El talento de Shepard para “evocar visiones en los ojos de la audiencia” (Shepard 1977, 53) a través de un lenguaje verbal de extraordinaria vivacidad imaginativa es el modo más visible con el que Shepard inició su exploración intuitiva de la representación escénica de la acción imaginante pero, como veremos, no el único. El interés por la exploración de las imágenes de la interioridad se perpetuaría a lo largo de toda su carrera y al considerar el teatro del dramaturgo en su totalidad nos percatamos, en primer lugar, de que su interés por lo que podemos denominar como la topografía y la iconografía de la imaginación está estrechamente vinculado a la exploración de territorios emocionales. Esta inclinación intuitiva por la exploración y la representación escénica de las múltiples facetas de la vida imaginativa se fue renovando y transformando a lo largo del tiempo: la obra de Shepard es una obra profundamente experimental y la indagación adquiriría múltiples matices y connotaciones con el transcurso de los años, transformándose continuamente. Ella no emerge en todos y cada uno del medio centenar de textos teatrales que componen el corpus shepardiano, pero ha perdurado durante cinco décadas.

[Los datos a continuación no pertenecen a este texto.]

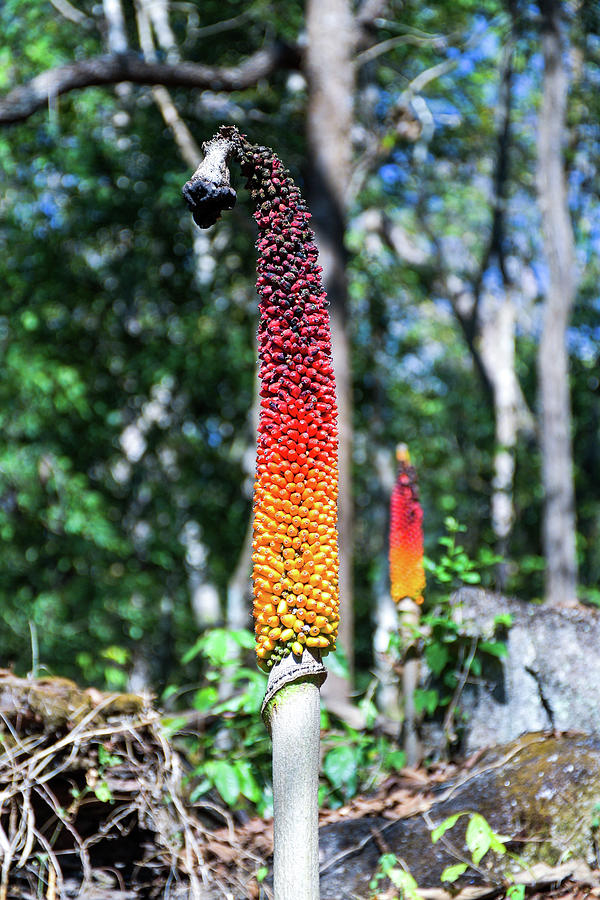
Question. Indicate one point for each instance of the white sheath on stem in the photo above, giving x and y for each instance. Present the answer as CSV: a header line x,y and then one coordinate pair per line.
x,y
294,721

La década de los sesenta es el período en el que, si efectivamente podemos argumentar que hay en la obra dramática de Shepard una auténtica poética de lo imaginario, ésta se mostró con más intensidad. El presente volumen se centra en esta primera etapa de la indagación experimental y traza una suerte de genealogía crítica de la exploración y la representación de las formas de la imaginación, tanto lingüísticas, como corporales, visuales o metafóricas. A través de ella se puede apreciar la versatilidad del autor a la hora de renovar la búsqueda de formas simbólicas con las que expresar obsesiones recurrentes. Al usar como soporte crítico teorías contemporáneas de la imaginación presentadas en los capítulos cuarto y quinto –las de Kearney, Bachelard, Ricoeur, Sartre o Castoriadis, entre otras– comprobamos cómo el teatro de imágenes de Shepard estaba trasladando intuitivamente al escenario cuestiones que han preocupado a los pensadores de la civilización occidental desde sus orígenes, y cómo, en definitiva, estas obras corroboraban la naturaleza tremendamente contradictoria y ambivalente de la capacidad humana de imaginar. Si, por una parte, la innovación semántica propia de la acción de imaginar es un modo con el que unos personajes tragicómicos lograban dotar de sentido, al menos momentáneamente, a su precaria existencia, la aventura imaginativa, por otra parte, en su carácter ilusorio, tampoco podía llegar a erigirse en una estrategia dotada de transcendencia. Más allá de ello, la idoneidad de establecer los estudios sobre imaginación como marco crítico para la lectura de estas obras se debe a que es un paradigma cuya mayor virtud es su flexibilidad, su amplitud y su potencial de inclusión. Poner el punto de mira en la acción imaginativa desplegada en escena no sólo no impide, sino que permite incorporar con mucha libertad las aportaciones de la literatura crítica previa, complementarlas y revalorizarlas para además arrojar luz sobre las implicaciones de la acción dramática pura y sobre aquello que une obras aparentemente tan diferentes: su fascinación por el inmenso alcance de la función imaginativa.